騒音の被害者には必ずどういった対応をとるのか、取った方法を伝えます。連絡を怠るとクレームが感情論になってしまい、大事になってしまうこともあります。状況が改善されなければ、お客様は退室してしまいます。

3.被害者側が音に神経質すぎる場合

被害者側が神経質すぎる場合は、2.騒音トラブルに記載したところの②(入居者への1回目の直接連絡)までのやりとりで、何となく分かってくることがあります。訴える内容が一方的すぎる場合や、内容が細かすぎる場合です。

騒音の原因であるとされる部屋の両隣、上下階の住人にそれとなく騒音で困っていないか聞いてみます。生活に耐えられないレベルの騒音であれば、他からもクレームが入るのが通常です。

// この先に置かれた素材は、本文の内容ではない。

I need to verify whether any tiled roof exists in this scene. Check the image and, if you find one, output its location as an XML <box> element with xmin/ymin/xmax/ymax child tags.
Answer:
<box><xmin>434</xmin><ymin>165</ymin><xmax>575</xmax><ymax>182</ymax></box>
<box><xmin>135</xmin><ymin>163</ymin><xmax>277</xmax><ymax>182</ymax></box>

このあたりの確認で判断することは可能です。神経質な入居者に対しては、申し訳ないのですが集合住宅を理解してもらい、生活音レベルとして納得していただくほかありません。

4.まとめ

あからさまに夜中に友人を招いて騒いでいるなら注意はしやすく、当事者も自覚があるので、改善しやすい事案といえます。騒音問題で難しいのは、足音や話し声などの「生活音」での対応です。

なぜならば、本人は「普通」に生活をしていると思っているからです。音の感じ方も人それぞれで、気になる人、気にならない人もいます。現代社会ではライフスタイルも様々で、夜に帰ってくる人もいます。入居者が入れ替われば、これまでにない生活音もしてくるでしょう。

集合住宅における音・騒音はある程度は「お互い様」とし、音は必ずするものだという理解が必要です。また、一方の言うことが必ず正しいとは限りませんので、客観的に対応していくことが重要となります。

また、世田谷区(下北沢・三軒茶屋)のような閑静な住宅に立地する物件では、騒音問題はシビアになりますので対応はしっかりしたいものです。